Hananah Zaheer: Lovebirds
5 February 1.30–2.30pm @ Mohammed Bin Rashid Library
Session No 259: AED 60
Hananah Zaheer is a writer, editor, improvisor and photographer. In her chapbook, Lovebirds, Hananah Zaheer has a dozen short, poignant, affecting stories, mostly about women’s relationships with power and violence. You might think that the title would suggest a sentimental, sickly-sweet view of relationships; but if anything, it’s loaded with painful irony. The characters are trapped in physical, mental, and spiritual cages. The result is a bittersweet meditation through stories that move from Pakistan to America, to a chicken coop and an apocalyptic carbon harvesting tent in a coal-choked Anywhere. And the trick with Zaheer’s writing, if that’s not too dismissive a term, is to leave the story hanging – the inconclusive, dreamlike endings invite us to fill in the gap. We know these people, we know their feelings.
Salha Al Busaidy: The End of Summer
5 February 2.30–3.30pm @ InterContinental
Session No 287: AED 60
Twenty-two-year-old Summer is a funny, stubborn, clever and very opinionated millennial Muslim woman. She’s also dead; she can only watch on as her devastated sister finds the body and calls the rest of her family. With no way back to her body and no idea how she died, Summer remains a helpless observer as members of her devoted, dysfunctional family come back home to bury her – and her secrets, jumping back and forth in time until we get to understand how she ended up dead on the bathroom floor in the first place.
The End of Summer is a lovely, heartfelt story that of family strife, cultural misfits and overdoses seen through the eyes of a child of the diaspora; and it’s funny too.
Salha Al Busaidy says she has been daydreaming, performing, and creating songs, plays and stories since she was a child. As an adult, she’s a family girl, proud Muslim, crazy cat lady, doting wife, shoe enthusiast, professional rock star, and now published author; having lived in Bahrain, London, Germany, Los Angeles, Muscat, Beirut, and Dubai, she has finally settled (for now) in Zanzibar.
Tomb of Sand: Daisy Rockwell & Geetanjali Shree
5 February 4.30–5.30pm @ InterContinental
Session No 140: AED 60
Geetanjali Shree was the first Indian writer to win the 2022 International Booker Prize with her novel Tomb of Sand, a family saga set in the shadow of the partition of India.

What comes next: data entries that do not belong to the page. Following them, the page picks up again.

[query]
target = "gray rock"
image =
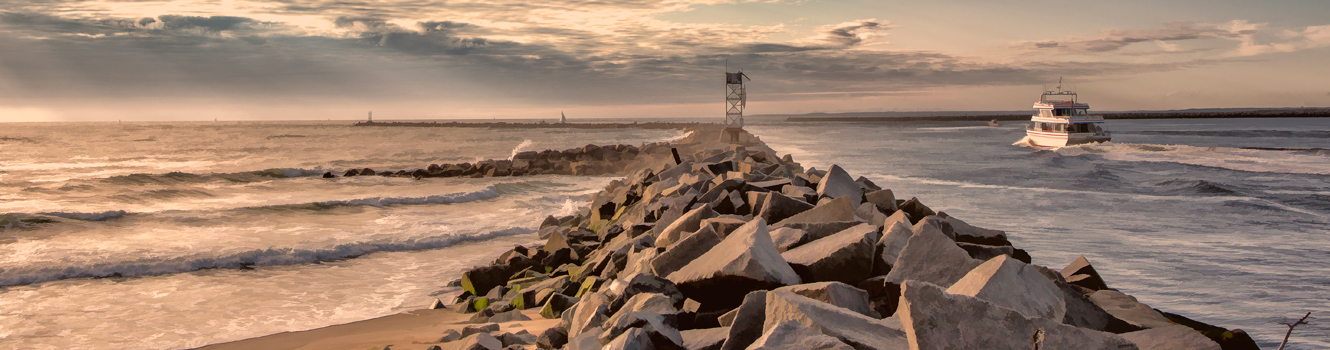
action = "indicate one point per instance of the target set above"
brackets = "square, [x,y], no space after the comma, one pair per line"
[508,317]
[631,340]
[479,341]
[659,328]
[689,222]
[889,248]
[838,184]
[786,238]
[885,200]
[1080,273]
[488,328]
[1128,309]
[585,341]
[835,293]
[987,252]
[450,336]
[589,313]
[1014,285]
[794,336]
[746,324]
[972,234]
[552,338]
[1173,337]
[685,250]
[705,338]
[845,257]
[838,209]
[781,206]
[931,257]
[847,326]
[938,320]
[742,262]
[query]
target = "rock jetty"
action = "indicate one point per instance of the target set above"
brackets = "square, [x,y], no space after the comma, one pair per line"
[729,246]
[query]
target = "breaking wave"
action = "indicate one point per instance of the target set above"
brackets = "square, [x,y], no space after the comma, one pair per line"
[241,260]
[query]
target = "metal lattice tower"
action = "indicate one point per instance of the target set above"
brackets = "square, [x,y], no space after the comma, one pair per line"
[734,100]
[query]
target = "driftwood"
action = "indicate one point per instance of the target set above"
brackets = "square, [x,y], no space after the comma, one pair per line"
[1301,321]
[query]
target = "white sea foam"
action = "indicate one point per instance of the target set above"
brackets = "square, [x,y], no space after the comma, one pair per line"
[258,257]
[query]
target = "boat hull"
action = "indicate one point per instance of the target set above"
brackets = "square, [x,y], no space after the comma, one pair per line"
[1056,140]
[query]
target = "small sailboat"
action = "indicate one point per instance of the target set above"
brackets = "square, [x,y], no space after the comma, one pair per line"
[1060,120]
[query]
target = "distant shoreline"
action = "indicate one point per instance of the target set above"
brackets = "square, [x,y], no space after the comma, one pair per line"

The chair of the judging panel spoke of being “captivated by the power, the poignancy and the playfulness” of the work; “this is a luminous novel of India and partition, but one whose spellbinding brio and fierce compassion weaves youth and age, male and female, family and nation into a kaleidoscopic whole.”
It was also the first Hindi-language book to be shortlisted for the International Booker, which is awarded every year for a book that is translated into English and published in the UK or Ireland, and the £50,000 prize money has been shared by the author and the book’s translator Daisy Rockwell.
As Ms Shree said, “Behind me and this book lies a rich and flourishing literary tradition in Hindi, and in other South Asian languages. World literature will be the richer for knowing some of the finest writers in these languages”.
That will be the key motivation for this session, but we’d expect some serious insight into the empathy and the alchemy required to turn an intricate, articulate novel into an award-winning translation.